U.S.A.. Stanford University is currently testing an innovative cooling technology that uses radiative cooling from the sky. The radiative cooling of the sky is a mechanism that allows cooling to temperatures below the environment without electricity or water evaporation.
In this approach, heat is passively rejected in outer space by exploiting the fact that the Earth's atmosphere is partially transparent to the thermal infrared radiation.
In an 2014 study, the Stanford researchers showed the cooling capabilities of a mirror-like optical surface they were testing on the roof of the Packard Building at Stanford. Other research published in September by 2017 showed that a system that involves these surfaces can cool the water that flows at a lower temperature than the surrounding air.
In fact, in the system tested by the researchers, the panels covered in the specialized optical surfaces could consistently reduce the water temperature from 3 to 5 ° C below the ambient temperature during a period of 3 days. In a simulation where their panels covered the roof of a commercial office in the hot weather of Las Vegas, the scientists calculated that the panel-cooled system would save 14.3 MWh of electricity, which represents a reduction of 21% in the electricity used to cool building.
"This research is based on our previous work with radiative cooling from the sky, but it takes it to the next level." For the first time, it provides a demonstration of high fidelity technology of how radiative cooling of the sky can be used to passively cool a fluid and, in doing so, connect it to cooling systems to save electricity, "said Aaswath Raman, who is a senior co-author of the paper detailing this research, published in Nature Energy's September 4.

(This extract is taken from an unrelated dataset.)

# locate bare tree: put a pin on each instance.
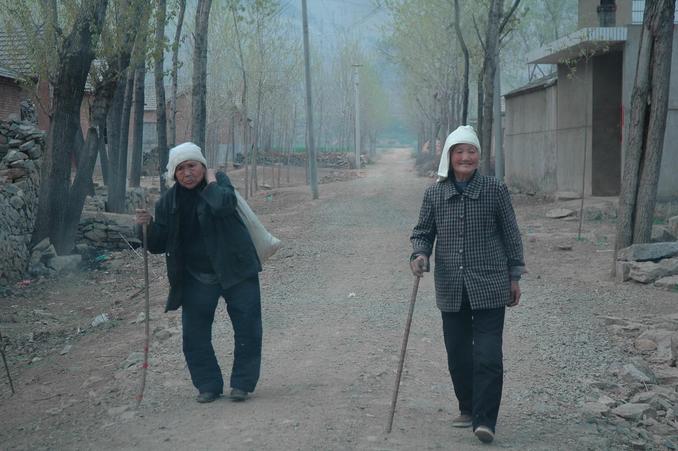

The radiative cooling of the sky is a natural process that everyone and everything does, as a result of the moments when the molecules release heat. It can be witnessed in the heat that comes out of a road, since it cools down after sunset. This phenomenon is particularly noticeable on a cloudless night because, without clouds, the heat that we radiate and everything around us can more easily reach through the Earth's atmosphere, to the vast and cold confines of space.
At this time, researchers are measuring the energy saved when the panels are integrated with traditional air conditioning and refrigeration systems in a test facility; Fan, Goldstein and Raman are optimistic that this technology will find wide application in the years to come. Researchers focus on making their panels easily integrated with standard air conditioning and refrigeration systems and are particularly excited about the prospect of applying their technology to the serious task of cooling data centers.